Le samedi 14 novembre, au lendemain des évènements tragiques survenus à Paris, nous nous sommes demandé s’il fallait ouvrir les portes de notre ken et maintenir les activités de la JJL. Nous avons conclu par l’affirmative. Cette décision a été prise par le service de la sécurité, ainsi que l’équipe madrihim, qui en a longuement discuté. Bien que cette initiative n’ait pas été approuvée par tout le monde, nous restons persuadés que c’était la meilleure chose à faire. Voici pourquoi.
En tant que madrihim, nous nous sommes engagés à encadrer et à animer les samedis après-midi de plus de 150 jeunes. Leurs parents nous font confiance et nous ne voulions en aucun cas les décevoir. Si après un évènement pareil, les parents ont tenu malgré tout à nous confier leurs enfants, nous étions moralement tenus d’endosser cette responsabilité. De plus, le service de sécurité avait décidé que l’ouverture du ken était possible.
Evidemment, nos discussions précédant l’ouverture du ken ont été longues et rudes. Ce ne fut pas facile de nous mettre d’accord, car moins de 24h après les attentats, nous n’étions pas encore très informés quant à l’ampleur de la tragédie et nous nous sommes demandé si l’ouverture de notre ken n’était pas un peu irrespectueuse à l’égard de tous ceux qui avaient perdu la vie. Nous ne savions pas si c’était notre rôle d’en parler à nos haverim les plus jeunes et surtout comment trouver les mots pour le dire. Certains madrihim se demandaient également si ce n’était pas un peu hypocrite de faire comme si de rien n’était, compte tenu des évènements de la veille. Après mûre réflexion, nous avons conclu que respecter les victimes ne signifiait pas qu’il fallait s’arrêter de vivre. Qu’il existait plusieurs formes de respect, comme, par exemple, celle qui consiste à honorer la mémoire des victimes.
C’est pour cette raison que nous avons décidé d’organiser un après-midi au calme. Nous avons parlé sereinement des attentats, mais sans y consacrer tout notre emploi du temps.
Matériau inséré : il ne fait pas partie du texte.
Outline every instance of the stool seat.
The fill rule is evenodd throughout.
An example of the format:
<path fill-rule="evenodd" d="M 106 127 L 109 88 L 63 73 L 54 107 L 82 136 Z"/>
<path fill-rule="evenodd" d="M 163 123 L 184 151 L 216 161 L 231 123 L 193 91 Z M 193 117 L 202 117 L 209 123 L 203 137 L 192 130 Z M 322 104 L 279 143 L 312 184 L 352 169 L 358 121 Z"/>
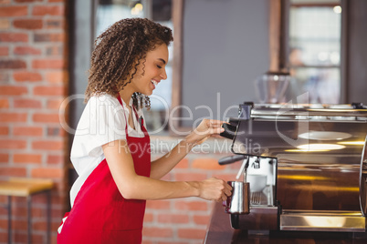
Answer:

Nous avons entamé le samedi par des discussions adaptées à chaque kvoutsa, à chaque âge ; les madrihim présentaient les faits, mais seulement ceux dont nous étions certains. Ensuite, nous avons demandé aux haverim de réaliser un dessin et nous avons accroché celui-ci sur un mémorial qui rendait hommage aux victimes de cet évènement tragique. A la suite de quoi, nous avons fait un tekes (cérémonie) pour inaugurer le mémorial et y déposer des roses. Puis, nous avons mangé le koumzitz tous ensemble et nous avons organisé des hougim (ateliers) paisibles. Ce programme nous convenait, parce qu’il représentait un bon compromis.
Pour conclure, nous pensons que les haverim sont partis satisfaits de leur après-midi. Ils ont pu exprimer ce qu’ils pensaient de la situation, partager leurs sentiments et leur ressenti. Mais ils ont aussi pu s’amuser, penser à autre chose et retrouver leurs amis.
En tant que Jeunesse juive laïque de Belgique, nous tenons à rendre hommage aux nombreuses victimes des attentats de Paris, à tous ces gens de toutes origines à peine plus âgés que nous qui voulaient juste profiter de leur soirée, se détendre et s’amuser. Ils ont été fauchés au printemps de leur vie et ceux qui ont eu la chance de survivre à cette horreur garderont sans doute des cicatrices. Nous voulons aussi exprimer notre profonde solidarité à l’égard de tous ceux qui subissent la violence du terrorisme et des guerres, que ce soit au Moyen-Orient, en Afrique ou ailleurs.